Learn how Wallaroo helped Pubmatic with infrastructure costs and time-to-market.

Learn more

How We Test the Stateful Autoscaling of Our Stream Processing System

This post discusses how we use end-to-end testing techniques to test Wallaroo’s autoscaling features.


Autoscaling in Wallaroo enables adding or removing work capacity from an application that performs partitioned work. In other words, it allows users to change the number of workers that are concurrently handling a parallelized state computation. To understand what this means, we will cover some basic Wallaroo terminology. If you’re already familiar with these terms, feel free to skip ahead to the next section.

Computation (Stateless) Code that transforms input data to output data (optionally omitting the output if it is being filtered).

Parallel Computation A stateless computation that can be executed in parallel on multiple workers.

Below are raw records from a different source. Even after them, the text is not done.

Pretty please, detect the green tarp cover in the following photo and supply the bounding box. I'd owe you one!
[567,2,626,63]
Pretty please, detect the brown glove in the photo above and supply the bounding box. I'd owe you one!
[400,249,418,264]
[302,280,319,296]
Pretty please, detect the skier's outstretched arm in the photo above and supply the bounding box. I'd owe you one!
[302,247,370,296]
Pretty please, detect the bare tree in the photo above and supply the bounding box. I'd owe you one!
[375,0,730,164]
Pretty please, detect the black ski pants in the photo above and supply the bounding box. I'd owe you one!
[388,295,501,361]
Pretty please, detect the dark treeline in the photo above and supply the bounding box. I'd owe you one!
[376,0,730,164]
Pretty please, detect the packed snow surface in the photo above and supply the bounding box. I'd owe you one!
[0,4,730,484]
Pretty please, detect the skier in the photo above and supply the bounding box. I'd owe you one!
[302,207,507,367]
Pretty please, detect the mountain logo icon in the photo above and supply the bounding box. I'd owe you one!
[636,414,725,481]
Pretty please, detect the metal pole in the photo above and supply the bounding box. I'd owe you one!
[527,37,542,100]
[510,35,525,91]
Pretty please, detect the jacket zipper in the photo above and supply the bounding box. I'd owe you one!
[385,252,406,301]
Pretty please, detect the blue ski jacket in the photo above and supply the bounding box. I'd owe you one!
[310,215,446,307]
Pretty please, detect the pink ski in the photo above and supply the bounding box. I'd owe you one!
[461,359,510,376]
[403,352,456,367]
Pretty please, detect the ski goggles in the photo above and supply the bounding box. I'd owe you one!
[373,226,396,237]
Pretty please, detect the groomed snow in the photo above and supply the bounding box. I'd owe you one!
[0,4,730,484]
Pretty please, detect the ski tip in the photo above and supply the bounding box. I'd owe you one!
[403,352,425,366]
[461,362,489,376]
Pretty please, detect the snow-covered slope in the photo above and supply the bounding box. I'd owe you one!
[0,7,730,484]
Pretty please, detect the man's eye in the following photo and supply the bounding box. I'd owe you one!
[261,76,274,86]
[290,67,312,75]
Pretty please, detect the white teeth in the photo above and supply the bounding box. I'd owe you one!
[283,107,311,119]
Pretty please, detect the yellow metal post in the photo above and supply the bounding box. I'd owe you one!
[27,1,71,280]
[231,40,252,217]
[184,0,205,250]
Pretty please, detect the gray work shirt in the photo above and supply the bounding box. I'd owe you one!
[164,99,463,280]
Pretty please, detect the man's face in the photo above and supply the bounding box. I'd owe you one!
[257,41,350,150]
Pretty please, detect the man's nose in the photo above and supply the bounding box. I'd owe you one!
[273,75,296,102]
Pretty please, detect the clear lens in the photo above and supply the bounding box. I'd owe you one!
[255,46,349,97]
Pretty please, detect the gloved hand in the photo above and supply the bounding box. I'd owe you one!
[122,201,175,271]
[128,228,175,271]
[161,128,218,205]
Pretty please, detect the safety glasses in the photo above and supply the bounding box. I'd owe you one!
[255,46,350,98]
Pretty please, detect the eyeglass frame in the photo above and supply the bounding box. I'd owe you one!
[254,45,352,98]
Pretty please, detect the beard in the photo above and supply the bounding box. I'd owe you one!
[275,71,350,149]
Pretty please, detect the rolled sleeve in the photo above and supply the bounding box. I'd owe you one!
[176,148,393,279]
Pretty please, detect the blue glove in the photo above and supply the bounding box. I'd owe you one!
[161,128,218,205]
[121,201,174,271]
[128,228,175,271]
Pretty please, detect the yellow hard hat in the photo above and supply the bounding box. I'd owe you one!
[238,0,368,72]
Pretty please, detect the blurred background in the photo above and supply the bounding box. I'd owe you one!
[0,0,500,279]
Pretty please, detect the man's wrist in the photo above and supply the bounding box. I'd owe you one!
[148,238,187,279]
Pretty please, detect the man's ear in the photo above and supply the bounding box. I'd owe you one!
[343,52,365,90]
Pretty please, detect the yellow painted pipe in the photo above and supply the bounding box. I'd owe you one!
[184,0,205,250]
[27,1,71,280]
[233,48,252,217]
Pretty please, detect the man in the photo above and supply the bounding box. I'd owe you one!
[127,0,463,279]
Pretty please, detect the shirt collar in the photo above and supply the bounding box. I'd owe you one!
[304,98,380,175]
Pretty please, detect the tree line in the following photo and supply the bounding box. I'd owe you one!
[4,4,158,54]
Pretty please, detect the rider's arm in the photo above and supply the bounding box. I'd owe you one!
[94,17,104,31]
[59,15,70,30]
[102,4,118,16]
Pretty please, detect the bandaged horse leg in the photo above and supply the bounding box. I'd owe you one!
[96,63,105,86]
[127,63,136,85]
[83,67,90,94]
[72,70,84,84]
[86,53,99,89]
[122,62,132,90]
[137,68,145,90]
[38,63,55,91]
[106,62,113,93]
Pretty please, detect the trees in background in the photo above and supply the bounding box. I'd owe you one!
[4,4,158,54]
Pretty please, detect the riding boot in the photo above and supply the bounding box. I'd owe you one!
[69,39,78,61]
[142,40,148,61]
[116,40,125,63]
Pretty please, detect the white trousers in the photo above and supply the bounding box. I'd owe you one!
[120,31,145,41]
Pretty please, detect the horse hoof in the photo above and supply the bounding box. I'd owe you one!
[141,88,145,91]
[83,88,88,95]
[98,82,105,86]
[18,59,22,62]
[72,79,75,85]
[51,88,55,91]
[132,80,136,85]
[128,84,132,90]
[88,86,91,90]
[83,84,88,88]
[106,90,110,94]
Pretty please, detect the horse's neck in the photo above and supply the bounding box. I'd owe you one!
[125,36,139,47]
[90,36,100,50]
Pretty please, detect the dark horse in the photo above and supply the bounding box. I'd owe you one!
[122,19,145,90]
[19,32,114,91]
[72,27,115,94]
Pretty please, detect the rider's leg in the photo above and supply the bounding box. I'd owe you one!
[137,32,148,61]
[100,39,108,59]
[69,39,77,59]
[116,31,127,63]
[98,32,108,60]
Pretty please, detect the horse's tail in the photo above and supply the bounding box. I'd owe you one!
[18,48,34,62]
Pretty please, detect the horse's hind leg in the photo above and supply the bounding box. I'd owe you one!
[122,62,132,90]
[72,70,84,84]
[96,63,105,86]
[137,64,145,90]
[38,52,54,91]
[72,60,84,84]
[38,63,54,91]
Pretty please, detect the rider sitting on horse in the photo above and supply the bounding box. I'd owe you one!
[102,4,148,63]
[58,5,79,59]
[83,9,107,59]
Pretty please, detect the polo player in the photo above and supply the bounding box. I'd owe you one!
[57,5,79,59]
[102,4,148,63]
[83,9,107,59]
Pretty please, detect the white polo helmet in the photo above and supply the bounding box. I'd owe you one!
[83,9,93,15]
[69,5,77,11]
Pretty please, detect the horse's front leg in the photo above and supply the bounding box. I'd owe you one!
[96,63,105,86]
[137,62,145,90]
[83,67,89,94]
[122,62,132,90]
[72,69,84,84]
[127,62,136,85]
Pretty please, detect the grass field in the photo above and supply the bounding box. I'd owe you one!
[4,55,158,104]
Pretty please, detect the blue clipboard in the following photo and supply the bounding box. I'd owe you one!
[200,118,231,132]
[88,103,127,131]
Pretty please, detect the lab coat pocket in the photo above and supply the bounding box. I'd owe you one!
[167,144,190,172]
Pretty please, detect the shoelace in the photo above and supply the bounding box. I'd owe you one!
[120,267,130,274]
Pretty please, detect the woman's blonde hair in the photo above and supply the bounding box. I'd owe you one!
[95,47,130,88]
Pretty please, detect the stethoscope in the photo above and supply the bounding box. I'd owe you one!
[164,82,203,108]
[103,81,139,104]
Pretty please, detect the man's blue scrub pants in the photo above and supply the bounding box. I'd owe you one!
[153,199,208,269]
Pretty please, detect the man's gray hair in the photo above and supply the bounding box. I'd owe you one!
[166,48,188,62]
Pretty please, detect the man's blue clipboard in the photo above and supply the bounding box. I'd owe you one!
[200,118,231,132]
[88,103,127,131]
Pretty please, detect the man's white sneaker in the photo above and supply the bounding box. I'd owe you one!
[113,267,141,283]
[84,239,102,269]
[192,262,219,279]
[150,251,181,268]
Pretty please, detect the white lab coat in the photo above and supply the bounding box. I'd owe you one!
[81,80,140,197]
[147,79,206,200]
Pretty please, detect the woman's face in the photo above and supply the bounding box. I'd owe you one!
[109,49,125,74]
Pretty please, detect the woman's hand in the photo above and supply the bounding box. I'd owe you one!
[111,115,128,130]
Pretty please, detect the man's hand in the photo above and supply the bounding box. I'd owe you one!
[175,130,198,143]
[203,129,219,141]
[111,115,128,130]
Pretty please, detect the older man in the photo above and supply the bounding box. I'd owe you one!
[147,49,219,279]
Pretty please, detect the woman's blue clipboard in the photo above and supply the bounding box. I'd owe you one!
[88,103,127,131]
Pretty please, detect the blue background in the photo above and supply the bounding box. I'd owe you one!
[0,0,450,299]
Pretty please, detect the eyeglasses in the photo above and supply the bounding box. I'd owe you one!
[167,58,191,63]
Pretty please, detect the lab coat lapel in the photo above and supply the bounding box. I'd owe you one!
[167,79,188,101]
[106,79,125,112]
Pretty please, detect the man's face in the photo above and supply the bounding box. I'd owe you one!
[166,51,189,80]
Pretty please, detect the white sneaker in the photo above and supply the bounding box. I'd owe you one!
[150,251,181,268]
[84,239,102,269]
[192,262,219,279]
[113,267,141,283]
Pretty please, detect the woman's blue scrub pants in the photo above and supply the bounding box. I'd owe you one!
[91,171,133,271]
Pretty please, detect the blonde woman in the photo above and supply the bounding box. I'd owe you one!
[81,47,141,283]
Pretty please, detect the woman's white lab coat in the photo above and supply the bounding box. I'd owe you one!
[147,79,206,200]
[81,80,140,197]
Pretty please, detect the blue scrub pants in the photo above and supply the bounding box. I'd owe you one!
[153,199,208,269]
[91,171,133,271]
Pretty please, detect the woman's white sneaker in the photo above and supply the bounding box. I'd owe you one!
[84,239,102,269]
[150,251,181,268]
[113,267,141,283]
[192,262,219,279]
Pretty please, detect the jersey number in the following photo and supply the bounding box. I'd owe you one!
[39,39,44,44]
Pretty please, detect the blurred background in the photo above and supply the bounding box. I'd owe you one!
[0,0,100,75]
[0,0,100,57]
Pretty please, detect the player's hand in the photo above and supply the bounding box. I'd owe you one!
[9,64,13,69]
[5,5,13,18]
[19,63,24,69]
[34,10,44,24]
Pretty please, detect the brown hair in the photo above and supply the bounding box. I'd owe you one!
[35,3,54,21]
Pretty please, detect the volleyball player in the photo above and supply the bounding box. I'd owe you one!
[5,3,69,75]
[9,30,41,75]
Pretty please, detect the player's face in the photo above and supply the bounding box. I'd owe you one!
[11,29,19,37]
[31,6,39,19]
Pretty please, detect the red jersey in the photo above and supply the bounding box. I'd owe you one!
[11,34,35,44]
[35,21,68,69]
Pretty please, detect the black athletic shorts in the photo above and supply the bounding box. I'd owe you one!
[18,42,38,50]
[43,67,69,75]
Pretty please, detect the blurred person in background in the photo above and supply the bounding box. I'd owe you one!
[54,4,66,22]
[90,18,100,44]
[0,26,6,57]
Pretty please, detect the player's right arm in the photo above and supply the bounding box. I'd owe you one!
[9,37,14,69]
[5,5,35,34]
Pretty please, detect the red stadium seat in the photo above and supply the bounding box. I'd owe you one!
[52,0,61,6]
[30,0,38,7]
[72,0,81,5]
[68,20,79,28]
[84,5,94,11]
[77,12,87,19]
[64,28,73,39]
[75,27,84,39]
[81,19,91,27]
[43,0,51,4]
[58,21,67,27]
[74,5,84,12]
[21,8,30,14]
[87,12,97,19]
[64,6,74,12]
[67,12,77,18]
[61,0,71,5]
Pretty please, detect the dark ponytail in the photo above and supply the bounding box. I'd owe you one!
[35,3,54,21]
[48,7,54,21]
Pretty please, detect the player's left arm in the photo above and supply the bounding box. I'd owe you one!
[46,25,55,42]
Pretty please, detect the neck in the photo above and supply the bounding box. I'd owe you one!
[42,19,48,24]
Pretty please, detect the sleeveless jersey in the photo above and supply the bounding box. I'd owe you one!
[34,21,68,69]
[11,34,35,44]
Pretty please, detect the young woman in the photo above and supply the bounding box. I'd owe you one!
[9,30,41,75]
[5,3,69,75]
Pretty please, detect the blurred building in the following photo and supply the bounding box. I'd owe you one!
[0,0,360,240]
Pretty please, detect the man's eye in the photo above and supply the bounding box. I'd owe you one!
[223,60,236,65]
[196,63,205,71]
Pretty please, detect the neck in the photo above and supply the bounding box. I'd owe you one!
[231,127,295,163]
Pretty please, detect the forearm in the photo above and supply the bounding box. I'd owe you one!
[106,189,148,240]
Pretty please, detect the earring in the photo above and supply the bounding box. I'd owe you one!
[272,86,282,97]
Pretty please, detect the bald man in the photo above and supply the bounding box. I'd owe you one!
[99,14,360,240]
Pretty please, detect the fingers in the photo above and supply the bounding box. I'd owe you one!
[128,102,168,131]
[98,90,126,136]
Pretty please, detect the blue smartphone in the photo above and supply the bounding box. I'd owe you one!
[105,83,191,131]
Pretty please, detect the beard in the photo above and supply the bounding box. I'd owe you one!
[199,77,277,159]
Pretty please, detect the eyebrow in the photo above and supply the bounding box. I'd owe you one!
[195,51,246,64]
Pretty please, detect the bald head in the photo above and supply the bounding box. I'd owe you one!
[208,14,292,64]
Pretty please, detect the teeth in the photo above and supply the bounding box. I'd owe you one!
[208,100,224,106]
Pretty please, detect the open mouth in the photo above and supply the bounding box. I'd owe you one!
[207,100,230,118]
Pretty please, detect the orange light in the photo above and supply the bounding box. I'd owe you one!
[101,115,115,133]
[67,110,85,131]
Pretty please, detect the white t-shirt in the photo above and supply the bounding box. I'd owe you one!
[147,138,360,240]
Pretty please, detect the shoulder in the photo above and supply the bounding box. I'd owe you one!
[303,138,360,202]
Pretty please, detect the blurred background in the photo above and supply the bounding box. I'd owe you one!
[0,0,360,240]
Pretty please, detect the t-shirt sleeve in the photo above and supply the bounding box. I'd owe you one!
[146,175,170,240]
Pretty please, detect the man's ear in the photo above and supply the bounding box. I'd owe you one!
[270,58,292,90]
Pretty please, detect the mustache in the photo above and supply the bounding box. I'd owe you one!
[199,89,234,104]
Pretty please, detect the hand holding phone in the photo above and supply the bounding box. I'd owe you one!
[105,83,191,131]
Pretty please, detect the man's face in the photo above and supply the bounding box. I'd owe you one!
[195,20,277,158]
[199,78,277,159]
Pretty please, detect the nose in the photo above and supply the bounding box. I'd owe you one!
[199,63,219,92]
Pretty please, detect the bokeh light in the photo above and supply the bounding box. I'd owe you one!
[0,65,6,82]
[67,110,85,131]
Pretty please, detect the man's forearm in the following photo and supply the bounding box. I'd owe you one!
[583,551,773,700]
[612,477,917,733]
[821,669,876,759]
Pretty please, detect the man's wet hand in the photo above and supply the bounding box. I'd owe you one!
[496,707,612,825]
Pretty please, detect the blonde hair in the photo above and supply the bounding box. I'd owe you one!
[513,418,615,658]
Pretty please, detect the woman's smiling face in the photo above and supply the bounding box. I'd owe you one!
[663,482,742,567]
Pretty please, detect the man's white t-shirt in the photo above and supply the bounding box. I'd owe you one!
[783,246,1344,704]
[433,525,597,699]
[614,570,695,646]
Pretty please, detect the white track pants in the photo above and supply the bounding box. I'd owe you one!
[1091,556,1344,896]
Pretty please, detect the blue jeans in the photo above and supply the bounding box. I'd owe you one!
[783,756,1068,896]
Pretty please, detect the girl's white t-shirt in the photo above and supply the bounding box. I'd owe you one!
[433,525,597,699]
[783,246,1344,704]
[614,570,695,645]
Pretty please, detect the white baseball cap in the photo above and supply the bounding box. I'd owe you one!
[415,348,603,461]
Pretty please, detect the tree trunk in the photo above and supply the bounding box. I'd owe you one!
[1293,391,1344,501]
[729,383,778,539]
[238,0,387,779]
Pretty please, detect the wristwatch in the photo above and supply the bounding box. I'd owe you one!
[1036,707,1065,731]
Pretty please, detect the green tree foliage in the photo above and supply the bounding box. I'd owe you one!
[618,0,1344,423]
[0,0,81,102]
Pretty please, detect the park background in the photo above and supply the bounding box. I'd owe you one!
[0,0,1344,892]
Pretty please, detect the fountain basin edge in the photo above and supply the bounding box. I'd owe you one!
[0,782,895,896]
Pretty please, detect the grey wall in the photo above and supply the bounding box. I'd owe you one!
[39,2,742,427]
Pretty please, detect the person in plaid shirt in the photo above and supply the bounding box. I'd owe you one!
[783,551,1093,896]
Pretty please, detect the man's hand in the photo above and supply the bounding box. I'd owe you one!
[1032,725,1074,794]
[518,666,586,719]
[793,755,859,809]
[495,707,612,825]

State The result of data stored and updated over the course of time

State Computation Code that takes an input data and a state object, and operates on the input and state (possibly updating the state), and optionally produces output data.

Source An input point for data from a external systems into the application.

Sink An output point for data from the application to external systems.

Partitioned State Computation Wallaroo supports parallel execution of state computations by way of state partitioning. The state is broken up into distinct parts, and Wallaroo manages access to each part so that they can be accessed in parallel. To do this, a partition function is used to determine which state part a computation on a particular datum should be applied to. Once the part is determined, the data is routed to that state part, and the State Computation takes pair (data and state part) to execute the computation logic.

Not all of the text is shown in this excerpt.